Here in New York City, this scientific finding may help explain the wild success enjoyed by our perpetually-thriving population of rats. Rats have a number of things going for them in terms of survival—namely, a love of sex coupled with an iron-clad reproductive system, and a keen ability to avoid our attempts to kill them. Rats can taste poison in as small a dosage as .5 parts per million (think two grains of salt in a pound of peanut butter). Also—and here’s where the superstition comes in—rats pick up social cues about what to eat and what not to eat. If a rat returns to its burrow healthy and reeking of hangar steak from the restaurant down the alley, the other rats in the burrow will learn that the hangar steak is potentially safe. If, on the other hand, an unwell rat returns to the burrow smelling of, let’s say, the same restaurant’s ratatouille, the rats will be likely to consider the ratatouille a potential risk and avoid eating it.

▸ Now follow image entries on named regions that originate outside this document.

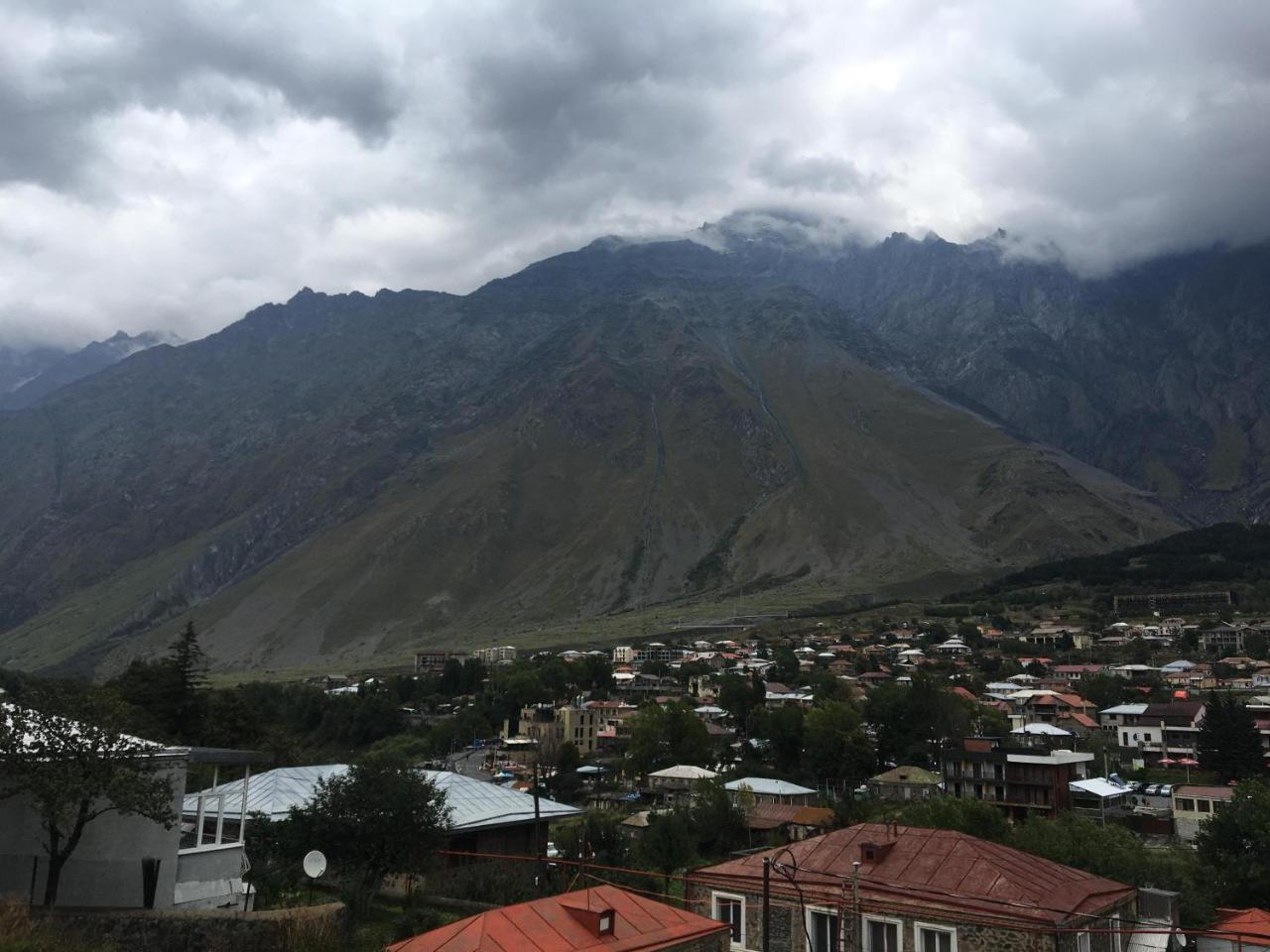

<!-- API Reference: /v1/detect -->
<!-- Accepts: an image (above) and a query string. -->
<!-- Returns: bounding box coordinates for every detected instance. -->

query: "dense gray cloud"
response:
[0,0,1270,344]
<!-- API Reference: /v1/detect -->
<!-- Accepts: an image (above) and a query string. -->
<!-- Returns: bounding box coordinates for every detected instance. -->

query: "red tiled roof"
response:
[691,824,1135,924]
[1211,908,1270,946]
[389,886,729,952]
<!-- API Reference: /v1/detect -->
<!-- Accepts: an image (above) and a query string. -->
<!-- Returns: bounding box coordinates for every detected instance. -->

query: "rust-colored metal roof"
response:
[693,824,1135,924]
[1210,908,1270,946]
[745,803,833,830]
[389,886,729,952]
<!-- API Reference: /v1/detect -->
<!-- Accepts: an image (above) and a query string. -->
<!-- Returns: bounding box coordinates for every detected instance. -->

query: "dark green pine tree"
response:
[1197,694,1265,781]
[168,621,207,742]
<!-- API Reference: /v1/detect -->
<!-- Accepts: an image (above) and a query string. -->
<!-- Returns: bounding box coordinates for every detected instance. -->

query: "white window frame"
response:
[913,921,956,952]
[803,906,842,952]
[710,892,745,948]
[860,915,904,952]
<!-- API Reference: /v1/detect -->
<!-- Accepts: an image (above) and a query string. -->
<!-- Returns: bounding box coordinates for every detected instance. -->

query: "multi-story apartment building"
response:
[685,824,1139,952]
[414,649,468,674]
[1201,622,1248,657]
[1098,701,1204,762]
[944,735,1093,820]
[631,641,689,663]
[472,645,516,663]
[504,704,604,756]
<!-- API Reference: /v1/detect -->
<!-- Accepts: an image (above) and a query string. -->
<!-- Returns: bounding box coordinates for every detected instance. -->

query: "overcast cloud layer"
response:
[0,0,1270,344]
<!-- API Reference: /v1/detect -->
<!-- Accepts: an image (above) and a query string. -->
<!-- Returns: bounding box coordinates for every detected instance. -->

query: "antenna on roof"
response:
[303,849,326,905]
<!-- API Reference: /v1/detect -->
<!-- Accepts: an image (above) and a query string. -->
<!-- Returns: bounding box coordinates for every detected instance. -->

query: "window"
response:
[807,908,839,952]
[863,917,901,952]
[913,923,956,952]
[713,892,745,948]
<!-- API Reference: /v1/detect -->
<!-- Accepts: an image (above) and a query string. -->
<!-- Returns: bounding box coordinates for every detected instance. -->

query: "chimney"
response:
[860,840,895,863]
[562,902,617,937]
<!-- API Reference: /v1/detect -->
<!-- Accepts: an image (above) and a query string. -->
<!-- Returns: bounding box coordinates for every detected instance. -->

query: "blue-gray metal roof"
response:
[185,765,581,831]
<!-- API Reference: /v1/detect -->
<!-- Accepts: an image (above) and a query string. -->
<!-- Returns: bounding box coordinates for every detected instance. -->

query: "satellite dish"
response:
[305,849,326,880]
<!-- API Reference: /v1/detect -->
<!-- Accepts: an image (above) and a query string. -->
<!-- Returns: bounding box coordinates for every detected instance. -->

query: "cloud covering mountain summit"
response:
[0,0,1270,344]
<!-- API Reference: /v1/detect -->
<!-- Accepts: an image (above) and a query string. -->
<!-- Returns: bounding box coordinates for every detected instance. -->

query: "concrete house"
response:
[389,886,729,952]
[0,710,269,908]
[722,776,816,806]
[1172,784,1234,843]
[185,765,583,856]
[686,824,1138,952]
[869,767,944,801]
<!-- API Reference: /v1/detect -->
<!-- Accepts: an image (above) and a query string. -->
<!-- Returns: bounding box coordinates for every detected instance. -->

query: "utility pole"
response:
[851,860,865,952]
[763,857,772,952]
[534,754,546,892]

While these assignments of causality are probably wrong most of the time, they are more likely to benefit the community of rats than to harm it. Thus: superstition as an adaptive behavior.

I hate to think that Helen’s persistence in superstition could be, in any way, of evolutionary benefit. I also hate to think that the boy I (and everyone else) knew in high school who refused to wash his jock strap for the entire football season was somehow acting on a successful survival-related impulse. And yet, there’s something comforting in the idea that our own moronic conclusions can help keep us alive. Or is there?

Sources:
Article: "The evolution of superstitious and superstition-like behaviour"
Also, Jerry Langton's fun book about rats.